GERMANY today appointed Daniel Thelesklaf to head up its FIU and draw a line under recent controversies.
Thelesklaf has previously led two national FIUs, is a former MONEYVAL chair, led the Risks & Trends Monitoring Group at FATF and until now was project leader of “Finance Against Slavery and Trafficking Initiative.”
The announcement was made this morning by the federal finance minister Christian Lindner and Thelesklaf will take up the position on July 1.
Before his assignment at the UN, Daniel was already head of the FIU in Switzerland and Liechtenstein, where he initiated important reforms. He has also worked in the legal departments of well-known banks. He is a Swiss citizen.
Making the announcement, finance minister Lindner said Thelesklaf had decades of experience in the fight against financial crime.
“The fight against financial crime is central to me. We consistently remedy deficiencies, strengthen investigators and drive digitization forward. Honest citizens should be protected from those who do not abide by the rules. Here we rely on the best forces,” he said.
“I am very pleased that with Daniel Thelesklaf we have been able to gain a proven expert in combating money laundering. Together with him, we will continue to push ahead with the reforms of the FIU that have already begun and fight money laundering in Germany with all determination,” the minister added.
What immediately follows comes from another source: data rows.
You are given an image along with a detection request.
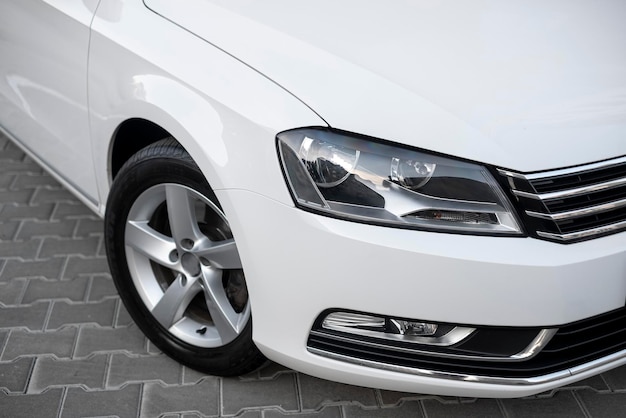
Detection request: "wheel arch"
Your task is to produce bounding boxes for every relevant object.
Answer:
[93,80,232,214]
[109,118,172,180]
Former FATF President and Deputy DG at the finance ministry, Dr Marcus Pleyer said of the new FIU chief: “He comes along with utmost expertise, great passion and a wonderful personality. I cannot tell how much I am looking forward to our close cooperation in fighting financial crime in Germany, Europe and beyond.”
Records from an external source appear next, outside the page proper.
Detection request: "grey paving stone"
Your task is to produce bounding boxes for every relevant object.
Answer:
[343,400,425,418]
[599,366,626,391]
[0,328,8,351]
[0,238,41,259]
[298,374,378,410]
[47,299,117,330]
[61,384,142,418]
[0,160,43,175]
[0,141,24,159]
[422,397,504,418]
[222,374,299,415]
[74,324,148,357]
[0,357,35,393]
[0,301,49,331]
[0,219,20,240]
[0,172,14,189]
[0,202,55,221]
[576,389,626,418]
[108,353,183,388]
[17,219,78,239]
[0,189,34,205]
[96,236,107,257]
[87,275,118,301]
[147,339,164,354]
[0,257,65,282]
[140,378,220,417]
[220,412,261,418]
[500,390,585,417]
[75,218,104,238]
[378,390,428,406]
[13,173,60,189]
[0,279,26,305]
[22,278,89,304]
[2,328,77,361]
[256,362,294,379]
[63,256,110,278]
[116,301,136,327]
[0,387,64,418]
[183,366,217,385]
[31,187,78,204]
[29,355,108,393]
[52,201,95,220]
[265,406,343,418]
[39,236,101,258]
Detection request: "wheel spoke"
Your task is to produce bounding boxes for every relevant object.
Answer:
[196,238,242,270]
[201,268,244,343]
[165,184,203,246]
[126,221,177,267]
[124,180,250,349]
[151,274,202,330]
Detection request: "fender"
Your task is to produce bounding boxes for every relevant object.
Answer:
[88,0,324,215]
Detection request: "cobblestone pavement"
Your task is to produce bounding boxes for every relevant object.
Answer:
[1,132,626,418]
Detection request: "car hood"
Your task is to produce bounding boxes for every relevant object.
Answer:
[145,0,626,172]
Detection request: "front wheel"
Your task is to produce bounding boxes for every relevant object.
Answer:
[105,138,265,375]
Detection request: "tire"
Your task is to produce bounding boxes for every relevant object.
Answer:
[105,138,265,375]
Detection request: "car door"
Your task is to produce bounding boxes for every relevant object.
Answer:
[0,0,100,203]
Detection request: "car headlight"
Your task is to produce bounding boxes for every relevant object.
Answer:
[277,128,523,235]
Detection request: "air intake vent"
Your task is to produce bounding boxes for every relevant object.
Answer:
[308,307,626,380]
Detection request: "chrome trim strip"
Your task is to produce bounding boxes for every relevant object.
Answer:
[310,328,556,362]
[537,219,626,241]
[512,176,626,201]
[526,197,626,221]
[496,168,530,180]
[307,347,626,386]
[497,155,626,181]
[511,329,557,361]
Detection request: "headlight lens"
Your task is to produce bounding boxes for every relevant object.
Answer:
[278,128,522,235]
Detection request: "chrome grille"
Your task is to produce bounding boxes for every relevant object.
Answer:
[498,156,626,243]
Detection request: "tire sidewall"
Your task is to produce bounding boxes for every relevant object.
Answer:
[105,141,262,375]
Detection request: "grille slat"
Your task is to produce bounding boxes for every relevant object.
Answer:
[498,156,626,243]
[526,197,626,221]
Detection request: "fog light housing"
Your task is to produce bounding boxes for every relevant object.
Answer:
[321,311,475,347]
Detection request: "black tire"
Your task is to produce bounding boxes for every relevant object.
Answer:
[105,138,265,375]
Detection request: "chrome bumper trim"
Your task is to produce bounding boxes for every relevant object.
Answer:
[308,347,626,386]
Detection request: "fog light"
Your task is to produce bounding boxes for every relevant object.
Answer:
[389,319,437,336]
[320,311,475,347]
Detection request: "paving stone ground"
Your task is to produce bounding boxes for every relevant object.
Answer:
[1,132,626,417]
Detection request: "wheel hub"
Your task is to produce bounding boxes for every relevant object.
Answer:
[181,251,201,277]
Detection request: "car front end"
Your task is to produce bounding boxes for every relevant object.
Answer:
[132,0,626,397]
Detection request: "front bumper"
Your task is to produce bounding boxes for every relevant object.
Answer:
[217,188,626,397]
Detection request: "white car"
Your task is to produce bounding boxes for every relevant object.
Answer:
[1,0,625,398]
The FIU is officially known as the German Central Office for Financial Transactions.
It is the national central body for financial transaction investigations. The unit is responsible for collecting and analysing information relating to money laundering or terrorist financing and for disseminating this information to the competent domestic public authorities for the purpose of investigating, preventing or prosecuting such acts.
Three months ago the unit was engulfed in controversy when it was revealed FATF was not told about 100,000 unprocessed SARs.
It came just months after Berlin was delighted to receive a good progress report from FATF. However this was tainted by the revelations of the task force being kept in the dark about the hidden SARS mountain. Soon after the head of the country’s FIU Christian Schulte has resigned, citing “personal reasons.”